This Article is From May 27, 2015

National Database to Fight Terror to Start Functioning in Six Months: Sources

National Database to Fight Terror to Start Functioning in Six Months: Sources

Prime Minister Narendra Modi (File photograph)

New Delhi:

The National Intelligence Grid or Natgrid - a central database that will collate information from 22 sources to feed 11 security and intelligence agencies -- may be reality within six months, sources told NDTV.

The Narendra Modi government is set to revitalize the idea conceived by the erstwhile UPA government, which had failed to fructify due to differences between the participating agencies and the lack of political will to bring them all on board.

The source of Natgrid data can be anything -- credit cards, airlines, railways, banks, passport, income tax, visa and emigration, motor registration or Adhaar.

The information will be used to predict terror attacks and zero-in on suspects. It will also help with investigations into white collar crime and answer queries from various agencies on any individual or entity in real time.

The organisations that will use the database includes the Research and Analysis Wing, Intelligence Bureau, Enforcement Directorate, the National Investigation Agency, the Central Bureau of Investigation, the Directorate of Revenue Intelligence, Financial Intelligence Unit and the state police.

A senior government official told NDTV that Natgrid will not be separate institution as initially planned, "but will be placed under the Intelligence Bureau".

Ashok Prasad, the special secretary (internal security) in home ministry, has been asked to take temporary charge of it. "Once the organisations have been stabilised, it will be passed on to the IB," the officer told NDTV.

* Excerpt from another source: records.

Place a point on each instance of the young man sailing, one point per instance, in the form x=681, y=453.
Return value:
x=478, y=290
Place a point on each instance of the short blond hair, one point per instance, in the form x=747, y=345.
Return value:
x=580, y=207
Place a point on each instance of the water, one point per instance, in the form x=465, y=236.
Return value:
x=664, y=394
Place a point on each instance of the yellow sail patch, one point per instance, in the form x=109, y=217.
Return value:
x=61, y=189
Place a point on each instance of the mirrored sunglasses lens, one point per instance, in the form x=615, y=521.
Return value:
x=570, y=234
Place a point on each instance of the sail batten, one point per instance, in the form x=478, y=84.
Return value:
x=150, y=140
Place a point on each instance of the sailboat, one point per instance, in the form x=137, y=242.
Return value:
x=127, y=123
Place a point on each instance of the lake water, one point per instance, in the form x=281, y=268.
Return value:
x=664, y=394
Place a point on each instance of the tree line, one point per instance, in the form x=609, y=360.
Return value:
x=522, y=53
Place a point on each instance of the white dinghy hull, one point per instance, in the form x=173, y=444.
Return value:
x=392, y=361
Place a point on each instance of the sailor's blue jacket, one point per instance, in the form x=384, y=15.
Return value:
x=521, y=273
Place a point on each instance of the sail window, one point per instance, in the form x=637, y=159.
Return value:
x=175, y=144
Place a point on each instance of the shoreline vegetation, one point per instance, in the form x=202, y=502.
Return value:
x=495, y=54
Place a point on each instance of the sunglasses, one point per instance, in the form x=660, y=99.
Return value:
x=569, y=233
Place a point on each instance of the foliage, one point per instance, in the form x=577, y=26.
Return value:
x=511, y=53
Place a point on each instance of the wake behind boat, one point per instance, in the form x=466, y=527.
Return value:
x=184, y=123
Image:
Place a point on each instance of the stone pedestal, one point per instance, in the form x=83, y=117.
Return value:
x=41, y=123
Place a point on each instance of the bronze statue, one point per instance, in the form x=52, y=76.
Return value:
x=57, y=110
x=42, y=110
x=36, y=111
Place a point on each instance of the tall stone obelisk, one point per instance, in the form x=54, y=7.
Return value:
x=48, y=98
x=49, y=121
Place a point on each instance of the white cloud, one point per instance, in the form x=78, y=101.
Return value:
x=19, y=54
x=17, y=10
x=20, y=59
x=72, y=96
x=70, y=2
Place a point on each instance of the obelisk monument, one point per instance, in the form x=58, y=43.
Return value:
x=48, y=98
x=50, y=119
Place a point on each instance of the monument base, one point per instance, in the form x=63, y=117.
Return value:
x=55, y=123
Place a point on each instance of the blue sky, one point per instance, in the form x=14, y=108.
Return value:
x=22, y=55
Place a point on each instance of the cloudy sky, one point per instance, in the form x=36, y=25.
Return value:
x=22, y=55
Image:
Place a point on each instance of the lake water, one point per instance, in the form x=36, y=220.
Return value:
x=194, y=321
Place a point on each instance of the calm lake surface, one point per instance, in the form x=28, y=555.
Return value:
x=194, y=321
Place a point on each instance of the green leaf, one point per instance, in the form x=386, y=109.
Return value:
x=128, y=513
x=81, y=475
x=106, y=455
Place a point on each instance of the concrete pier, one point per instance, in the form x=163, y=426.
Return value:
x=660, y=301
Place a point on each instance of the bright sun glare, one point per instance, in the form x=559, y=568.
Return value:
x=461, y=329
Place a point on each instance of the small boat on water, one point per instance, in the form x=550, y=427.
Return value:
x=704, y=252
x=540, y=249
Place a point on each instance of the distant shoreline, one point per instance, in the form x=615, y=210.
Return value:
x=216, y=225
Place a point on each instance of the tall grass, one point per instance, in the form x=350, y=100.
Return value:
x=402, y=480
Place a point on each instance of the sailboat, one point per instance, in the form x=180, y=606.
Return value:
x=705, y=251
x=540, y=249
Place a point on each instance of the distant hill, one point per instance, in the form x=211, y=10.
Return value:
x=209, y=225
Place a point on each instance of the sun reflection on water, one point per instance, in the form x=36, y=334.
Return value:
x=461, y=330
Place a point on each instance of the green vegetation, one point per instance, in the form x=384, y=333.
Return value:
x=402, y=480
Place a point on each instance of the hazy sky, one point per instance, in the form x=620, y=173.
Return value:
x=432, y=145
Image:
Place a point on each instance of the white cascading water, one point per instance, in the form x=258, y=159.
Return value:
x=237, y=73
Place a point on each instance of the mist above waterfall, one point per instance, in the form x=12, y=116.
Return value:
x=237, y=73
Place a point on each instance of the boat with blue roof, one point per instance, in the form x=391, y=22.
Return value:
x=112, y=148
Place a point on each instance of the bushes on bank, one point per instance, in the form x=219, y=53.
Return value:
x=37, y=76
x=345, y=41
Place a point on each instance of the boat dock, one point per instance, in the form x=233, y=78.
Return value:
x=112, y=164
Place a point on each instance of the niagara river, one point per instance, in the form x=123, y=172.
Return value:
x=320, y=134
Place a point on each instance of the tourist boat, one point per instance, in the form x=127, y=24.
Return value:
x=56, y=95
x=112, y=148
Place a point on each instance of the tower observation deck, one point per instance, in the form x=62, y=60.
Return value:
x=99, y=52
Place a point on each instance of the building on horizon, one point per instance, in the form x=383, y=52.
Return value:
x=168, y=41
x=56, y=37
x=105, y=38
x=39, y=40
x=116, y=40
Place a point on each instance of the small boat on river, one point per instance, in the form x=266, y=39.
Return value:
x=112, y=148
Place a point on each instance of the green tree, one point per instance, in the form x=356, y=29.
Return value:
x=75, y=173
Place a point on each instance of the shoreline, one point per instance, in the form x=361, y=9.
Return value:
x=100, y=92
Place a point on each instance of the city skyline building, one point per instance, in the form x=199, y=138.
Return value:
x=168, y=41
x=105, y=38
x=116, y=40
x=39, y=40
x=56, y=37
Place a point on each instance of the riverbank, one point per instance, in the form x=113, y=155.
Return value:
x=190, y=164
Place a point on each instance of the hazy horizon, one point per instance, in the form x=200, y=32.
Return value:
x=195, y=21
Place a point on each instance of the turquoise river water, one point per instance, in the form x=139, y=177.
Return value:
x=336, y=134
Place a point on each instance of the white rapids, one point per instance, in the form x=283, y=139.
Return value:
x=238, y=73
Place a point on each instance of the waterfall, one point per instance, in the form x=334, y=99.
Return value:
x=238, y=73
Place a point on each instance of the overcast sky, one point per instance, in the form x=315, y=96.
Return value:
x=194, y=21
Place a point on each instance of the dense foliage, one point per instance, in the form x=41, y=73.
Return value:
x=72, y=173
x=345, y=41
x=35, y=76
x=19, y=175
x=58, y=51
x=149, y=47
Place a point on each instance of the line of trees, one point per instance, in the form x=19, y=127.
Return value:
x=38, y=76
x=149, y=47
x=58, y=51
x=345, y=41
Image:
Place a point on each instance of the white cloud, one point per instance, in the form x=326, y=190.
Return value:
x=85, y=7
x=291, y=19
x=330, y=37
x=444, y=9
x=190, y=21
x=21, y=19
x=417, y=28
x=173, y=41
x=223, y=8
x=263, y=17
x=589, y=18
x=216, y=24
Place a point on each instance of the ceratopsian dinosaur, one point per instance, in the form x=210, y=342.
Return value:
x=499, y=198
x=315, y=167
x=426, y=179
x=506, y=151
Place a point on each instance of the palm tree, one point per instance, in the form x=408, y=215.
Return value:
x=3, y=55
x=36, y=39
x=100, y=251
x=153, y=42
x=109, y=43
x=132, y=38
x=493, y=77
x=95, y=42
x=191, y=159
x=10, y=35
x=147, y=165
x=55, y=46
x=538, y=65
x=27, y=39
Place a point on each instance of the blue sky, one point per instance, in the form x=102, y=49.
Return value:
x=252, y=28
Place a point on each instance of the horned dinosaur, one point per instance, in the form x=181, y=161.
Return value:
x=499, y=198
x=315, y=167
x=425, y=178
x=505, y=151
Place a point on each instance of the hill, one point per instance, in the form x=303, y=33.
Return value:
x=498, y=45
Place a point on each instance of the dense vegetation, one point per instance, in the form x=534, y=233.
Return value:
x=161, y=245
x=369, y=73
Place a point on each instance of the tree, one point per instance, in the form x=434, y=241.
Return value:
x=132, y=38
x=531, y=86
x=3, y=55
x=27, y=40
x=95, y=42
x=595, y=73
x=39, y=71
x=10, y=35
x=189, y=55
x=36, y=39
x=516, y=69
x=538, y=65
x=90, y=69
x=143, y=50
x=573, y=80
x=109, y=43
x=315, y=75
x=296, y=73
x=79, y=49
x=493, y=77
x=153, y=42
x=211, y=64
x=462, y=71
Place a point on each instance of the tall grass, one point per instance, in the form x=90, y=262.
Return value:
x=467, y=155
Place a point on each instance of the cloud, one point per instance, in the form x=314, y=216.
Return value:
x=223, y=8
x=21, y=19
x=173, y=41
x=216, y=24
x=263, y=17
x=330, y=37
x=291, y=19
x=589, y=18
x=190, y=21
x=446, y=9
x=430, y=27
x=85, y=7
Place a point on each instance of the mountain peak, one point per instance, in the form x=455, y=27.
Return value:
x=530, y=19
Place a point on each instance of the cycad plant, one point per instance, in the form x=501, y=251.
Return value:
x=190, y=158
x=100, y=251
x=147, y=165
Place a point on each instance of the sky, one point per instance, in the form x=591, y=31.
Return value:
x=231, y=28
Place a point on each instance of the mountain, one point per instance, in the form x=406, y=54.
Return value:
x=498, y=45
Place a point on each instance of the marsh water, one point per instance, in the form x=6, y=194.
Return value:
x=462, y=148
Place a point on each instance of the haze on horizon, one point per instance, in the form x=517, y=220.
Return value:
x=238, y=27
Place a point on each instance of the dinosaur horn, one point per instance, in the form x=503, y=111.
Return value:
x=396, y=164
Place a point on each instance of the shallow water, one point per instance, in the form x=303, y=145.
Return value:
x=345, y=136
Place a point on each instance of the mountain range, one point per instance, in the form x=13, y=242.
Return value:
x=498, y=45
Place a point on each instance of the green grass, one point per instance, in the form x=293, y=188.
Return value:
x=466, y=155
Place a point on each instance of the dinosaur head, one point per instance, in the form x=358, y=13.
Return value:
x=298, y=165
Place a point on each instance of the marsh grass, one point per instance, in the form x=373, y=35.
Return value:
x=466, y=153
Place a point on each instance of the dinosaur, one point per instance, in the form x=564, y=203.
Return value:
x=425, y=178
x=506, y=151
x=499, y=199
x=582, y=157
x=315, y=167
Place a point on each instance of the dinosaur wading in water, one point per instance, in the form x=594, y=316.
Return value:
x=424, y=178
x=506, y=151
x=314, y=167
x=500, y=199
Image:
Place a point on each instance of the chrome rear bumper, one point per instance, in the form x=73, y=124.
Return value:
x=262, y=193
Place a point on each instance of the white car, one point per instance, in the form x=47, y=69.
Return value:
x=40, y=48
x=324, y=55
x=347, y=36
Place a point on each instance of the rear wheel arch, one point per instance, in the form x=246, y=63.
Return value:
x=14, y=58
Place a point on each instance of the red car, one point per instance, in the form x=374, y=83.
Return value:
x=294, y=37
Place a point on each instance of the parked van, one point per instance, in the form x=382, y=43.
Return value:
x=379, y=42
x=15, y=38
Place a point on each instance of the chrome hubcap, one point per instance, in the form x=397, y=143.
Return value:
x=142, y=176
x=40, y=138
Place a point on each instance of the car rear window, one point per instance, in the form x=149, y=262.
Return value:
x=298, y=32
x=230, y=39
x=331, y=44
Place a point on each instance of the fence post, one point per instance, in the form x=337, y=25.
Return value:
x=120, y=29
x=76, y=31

The idea was conceived by former Union minister P Chidambaram after the 26/11 terror attack in Mumbai. The database was envisaged as a separate body that would assist investigative agencies by collecting, collating and analyzing data to predict possible terror attacks and zero in on possible suspects.

But bureaucratic infighting, reluctance to share information and finally the lack of political will to hammer out the differences, ensured that Natgrid could never start functioning.

"There is still some reluctance to share information, but we have been given a clear mandate to get the organisation going," the officer told NDTV.